Preços dos grãos estão em queda livre desde o fim do boom das commodities provocado pela Covid

Por Kirk Maltais The wall street Journal
Publicado em
6 min
traduzido do inglês por investnews

O cinturão agrícola dos Estados Unidos está caminhando para uma safra abundante. Porém, poucos agricultores estão comemorando.

Os preços dos grãos negociados na Bolsa de Chicago (CBOT, em inglês), sob pressão desde o pico do boom das commodities da Covid, caíram ainda mais em 2024. As chuvas foram amplas em toda a região agrícola pela primeira vez em anos, evitando a seca que assolou o centro dos EUA e prometendo recordes nas colheitas de milho e soja do Meio-Oeste. 

Isso está intensificando o que já se configurava como um ano financeiramente sombrio para os agricultores. Os orçamentos elaborados em meados do primeiro semestre já não são viáveis. Os custos persistentemente altos de itens essenciais para o cultivo, como sementes e fertilizantes, estão consumindo a receita.

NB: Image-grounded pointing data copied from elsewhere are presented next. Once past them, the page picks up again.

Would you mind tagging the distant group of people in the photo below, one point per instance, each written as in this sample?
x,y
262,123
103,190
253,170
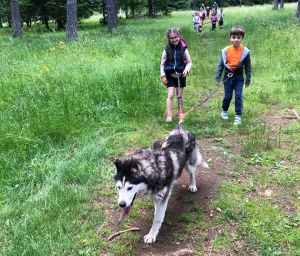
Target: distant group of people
x,y
211,14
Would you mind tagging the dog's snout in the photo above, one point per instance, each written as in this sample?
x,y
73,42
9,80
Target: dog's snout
x,y
122,204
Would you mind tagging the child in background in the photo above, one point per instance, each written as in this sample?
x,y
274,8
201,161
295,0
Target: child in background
x,y
214,20
221,18
207,11
202,18
196,20
234,59
175,61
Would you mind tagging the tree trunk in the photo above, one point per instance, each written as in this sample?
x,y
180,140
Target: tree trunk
x,y
297,15
60,24
275,5
281,4
112,14
150,8
71,20
16,19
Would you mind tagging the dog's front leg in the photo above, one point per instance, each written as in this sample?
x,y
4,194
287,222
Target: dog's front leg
x,y
159,215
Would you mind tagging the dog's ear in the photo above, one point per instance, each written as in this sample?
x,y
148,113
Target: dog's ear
x,y
136,169
118,164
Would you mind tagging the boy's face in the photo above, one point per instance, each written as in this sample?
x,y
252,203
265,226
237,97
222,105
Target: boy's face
x,y
236,40
174,38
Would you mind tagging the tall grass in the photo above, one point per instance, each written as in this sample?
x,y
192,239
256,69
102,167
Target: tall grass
x,y
67,109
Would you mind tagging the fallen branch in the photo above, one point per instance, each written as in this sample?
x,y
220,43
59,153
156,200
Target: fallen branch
x,y
123,231
289,117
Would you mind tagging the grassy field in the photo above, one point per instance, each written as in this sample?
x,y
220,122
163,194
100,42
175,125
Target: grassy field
x,y
68,109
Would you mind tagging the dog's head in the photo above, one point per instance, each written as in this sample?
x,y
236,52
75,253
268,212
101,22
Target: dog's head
x,y
129,181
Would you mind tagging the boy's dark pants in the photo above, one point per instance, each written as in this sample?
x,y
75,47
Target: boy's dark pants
x,y
233,84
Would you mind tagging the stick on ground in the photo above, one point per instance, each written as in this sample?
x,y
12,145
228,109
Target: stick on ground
x,y
123,231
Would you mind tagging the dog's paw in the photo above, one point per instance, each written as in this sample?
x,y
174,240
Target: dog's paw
x,y
192,189
149,239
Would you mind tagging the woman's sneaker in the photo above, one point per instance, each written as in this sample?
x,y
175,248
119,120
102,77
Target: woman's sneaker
x,y
237,120
224,114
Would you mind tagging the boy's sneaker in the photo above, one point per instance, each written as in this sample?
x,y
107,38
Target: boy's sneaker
x,y
237,120
224,114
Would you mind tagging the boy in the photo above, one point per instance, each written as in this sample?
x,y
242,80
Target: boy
x,y
234,59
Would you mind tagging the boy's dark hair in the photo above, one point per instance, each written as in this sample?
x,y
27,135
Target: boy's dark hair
x,y
237,31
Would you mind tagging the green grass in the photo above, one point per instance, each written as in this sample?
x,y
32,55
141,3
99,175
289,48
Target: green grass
x,y
68,109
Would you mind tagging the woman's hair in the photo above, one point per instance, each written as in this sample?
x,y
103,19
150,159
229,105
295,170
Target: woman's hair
x,y
178,33
237,31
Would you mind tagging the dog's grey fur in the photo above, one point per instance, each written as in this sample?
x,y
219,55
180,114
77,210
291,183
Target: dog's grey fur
x,y
154,171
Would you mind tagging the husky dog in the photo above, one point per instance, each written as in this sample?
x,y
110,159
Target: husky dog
x,y
154,171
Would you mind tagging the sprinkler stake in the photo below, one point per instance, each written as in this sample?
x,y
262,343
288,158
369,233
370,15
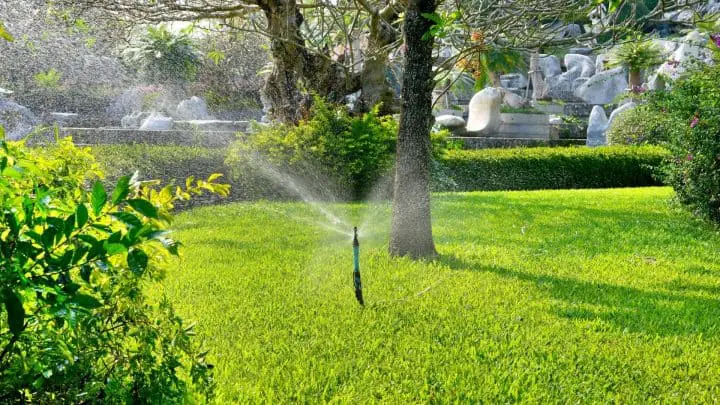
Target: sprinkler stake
x,y
356,271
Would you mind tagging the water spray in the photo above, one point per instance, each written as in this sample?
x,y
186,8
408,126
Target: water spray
x,y
356,271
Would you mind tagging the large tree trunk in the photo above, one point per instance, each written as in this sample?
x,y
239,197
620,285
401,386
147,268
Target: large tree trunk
x,y
411,233
297,70
281,89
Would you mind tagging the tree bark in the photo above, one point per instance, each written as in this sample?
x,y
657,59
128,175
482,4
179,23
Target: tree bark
x,y
411,233
281,87
635,78
297,71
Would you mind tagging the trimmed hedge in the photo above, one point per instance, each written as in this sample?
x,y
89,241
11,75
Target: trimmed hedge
x,y
458,170
552,168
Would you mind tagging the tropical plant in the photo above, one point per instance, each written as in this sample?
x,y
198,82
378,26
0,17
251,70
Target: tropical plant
x,y
4,34
164,56
637,55
490,62
333,146
49,79
75,261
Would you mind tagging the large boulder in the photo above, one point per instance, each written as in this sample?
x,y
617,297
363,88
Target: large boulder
x,y
578,66
484,111
550,66
134,120
449,121
572,31
156,123
603,87
17,120
597,124
690,48
513,100
64,119
193,108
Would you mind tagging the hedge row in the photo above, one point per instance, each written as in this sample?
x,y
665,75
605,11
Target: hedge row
x,y
553,168
461,170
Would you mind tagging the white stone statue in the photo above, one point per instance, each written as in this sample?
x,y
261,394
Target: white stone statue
x,y
484,111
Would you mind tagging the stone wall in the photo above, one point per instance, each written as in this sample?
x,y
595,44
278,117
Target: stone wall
x,y
117,136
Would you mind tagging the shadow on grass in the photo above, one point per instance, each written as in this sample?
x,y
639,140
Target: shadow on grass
x,y
626,308
590,229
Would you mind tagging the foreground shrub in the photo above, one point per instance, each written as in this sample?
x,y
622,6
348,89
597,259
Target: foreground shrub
x,y
552,168
694,170
332,147
74,262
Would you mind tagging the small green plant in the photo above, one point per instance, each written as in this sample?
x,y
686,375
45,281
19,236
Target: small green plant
x,y
641,125
76,325
48,80
352,152
694,170
519,110
164,56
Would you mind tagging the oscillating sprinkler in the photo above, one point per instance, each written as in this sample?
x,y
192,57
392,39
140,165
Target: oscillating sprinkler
x,y
356,271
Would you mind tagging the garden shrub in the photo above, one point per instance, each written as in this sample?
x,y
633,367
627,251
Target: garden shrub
x,y
694,140
75,260
173,164
330,148
642,125
552,168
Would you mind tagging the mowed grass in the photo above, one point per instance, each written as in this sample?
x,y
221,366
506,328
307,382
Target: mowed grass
x,y
549,296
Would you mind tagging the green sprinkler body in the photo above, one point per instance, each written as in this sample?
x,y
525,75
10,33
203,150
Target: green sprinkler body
x,y
357,282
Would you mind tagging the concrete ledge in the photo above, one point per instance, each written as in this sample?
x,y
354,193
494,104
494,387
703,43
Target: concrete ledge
x,y
113,136
498,142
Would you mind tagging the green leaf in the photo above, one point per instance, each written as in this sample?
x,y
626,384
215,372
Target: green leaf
x,y
137,261
81,215
99,197
16,312
86,301
112,249
4,34
122,188
144,207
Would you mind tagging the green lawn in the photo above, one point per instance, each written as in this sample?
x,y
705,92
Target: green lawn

É um retorno aos tempos anteriores à pandemia, mais magros para muitos agricultores. Os preços do milho e da soja estavam limitados na segunda metade da década de 2010, pesando sobre os retornos agrícolas. Os preços recordes em 2021 e 2022 foram de grande ajuda para os agricultores, mas a situação mais uma vez se voltou contra eles.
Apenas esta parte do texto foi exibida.